Funding and contractual arrangements
- High street NHS providers are contracted to deliver a set number of activity measures called Units of Dental Activity (UDAs). Since the outset of the pandemic NHSE has maintained funding for practices at full contract value, whilst practices have been able to carry out less treatment due to the limitations outlined above.
- Funding has been subject to imposed activity targets from 1 January 2021, which obliged contract holders to hit a threshold of 45% of pre-COVID activity, or face financial penalties. This target rose to 60% from 1 April and then 65% from 1 October. The government stated that this approach was designed to boost patient access. However, this approach has been widely criticised as setting perverse incentives to prioritise routine over urgent care – or ‘volume over need’ – in order to hit these targets.

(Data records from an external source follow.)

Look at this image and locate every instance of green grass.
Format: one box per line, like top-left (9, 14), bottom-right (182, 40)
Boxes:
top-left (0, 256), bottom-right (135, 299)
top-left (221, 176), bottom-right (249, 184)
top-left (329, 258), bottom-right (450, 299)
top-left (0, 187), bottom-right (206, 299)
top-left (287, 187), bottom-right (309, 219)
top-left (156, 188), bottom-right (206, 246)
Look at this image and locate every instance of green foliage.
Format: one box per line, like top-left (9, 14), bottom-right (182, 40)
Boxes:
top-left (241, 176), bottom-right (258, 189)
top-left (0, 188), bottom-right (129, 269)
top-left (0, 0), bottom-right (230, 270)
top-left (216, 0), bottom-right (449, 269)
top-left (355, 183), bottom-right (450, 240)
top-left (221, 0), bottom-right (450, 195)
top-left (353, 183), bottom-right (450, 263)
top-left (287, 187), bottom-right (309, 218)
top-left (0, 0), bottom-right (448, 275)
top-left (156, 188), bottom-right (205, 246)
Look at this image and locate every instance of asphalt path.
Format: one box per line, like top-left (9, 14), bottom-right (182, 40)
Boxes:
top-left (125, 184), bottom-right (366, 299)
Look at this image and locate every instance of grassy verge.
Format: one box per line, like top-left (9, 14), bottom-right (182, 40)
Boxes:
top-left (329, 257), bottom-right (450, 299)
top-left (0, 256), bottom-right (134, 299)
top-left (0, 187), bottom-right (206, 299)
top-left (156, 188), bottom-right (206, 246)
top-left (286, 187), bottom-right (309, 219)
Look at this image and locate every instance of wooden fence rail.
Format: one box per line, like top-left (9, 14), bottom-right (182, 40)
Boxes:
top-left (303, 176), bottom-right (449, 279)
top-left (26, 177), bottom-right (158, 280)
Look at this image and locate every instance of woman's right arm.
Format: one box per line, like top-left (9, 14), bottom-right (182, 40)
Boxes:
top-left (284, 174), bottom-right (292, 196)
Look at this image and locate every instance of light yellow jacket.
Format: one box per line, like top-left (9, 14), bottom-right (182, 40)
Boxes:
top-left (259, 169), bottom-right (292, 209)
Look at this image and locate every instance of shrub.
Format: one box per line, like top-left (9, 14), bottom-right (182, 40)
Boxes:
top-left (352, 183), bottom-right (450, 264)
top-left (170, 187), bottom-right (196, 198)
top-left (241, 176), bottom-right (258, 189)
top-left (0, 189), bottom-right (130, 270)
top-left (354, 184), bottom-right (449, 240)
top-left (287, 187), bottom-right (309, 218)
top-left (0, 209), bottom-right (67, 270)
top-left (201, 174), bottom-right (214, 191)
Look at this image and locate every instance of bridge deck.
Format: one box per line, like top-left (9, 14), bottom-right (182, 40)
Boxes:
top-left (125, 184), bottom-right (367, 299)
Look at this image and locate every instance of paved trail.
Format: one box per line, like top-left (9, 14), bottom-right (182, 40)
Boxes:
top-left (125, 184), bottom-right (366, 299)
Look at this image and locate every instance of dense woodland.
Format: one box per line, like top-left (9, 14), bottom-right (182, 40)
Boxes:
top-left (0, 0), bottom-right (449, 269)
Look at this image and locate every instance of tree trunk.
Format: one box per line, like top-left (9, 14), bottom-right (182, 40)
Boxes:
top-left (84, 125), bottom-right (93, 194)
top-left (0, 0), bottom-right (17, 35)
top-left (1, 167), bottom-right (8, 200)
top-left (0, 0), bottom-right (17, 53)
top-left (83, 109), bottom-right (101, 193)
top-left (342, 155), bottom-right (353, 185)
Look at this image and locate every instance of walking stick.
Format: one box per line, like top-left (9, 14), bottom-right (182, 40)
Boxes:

- Nearly a third (29%) of practices were unable to meet their 60% target in August, and so will face ‘clawback’ and need to return a proportion of their contract value. Nearly 1 in 10 practices are below the ‘cliff edge’ of 36% activity and face the return of the majority of their NHS funding. The continued operation of these targets is having a real impact on the sustainability of thousands of practices, serving millions of patients. They simply cannot hit these targets under current constraints and this threatens their financial viability and in turn provision of NHS dentistry for patients.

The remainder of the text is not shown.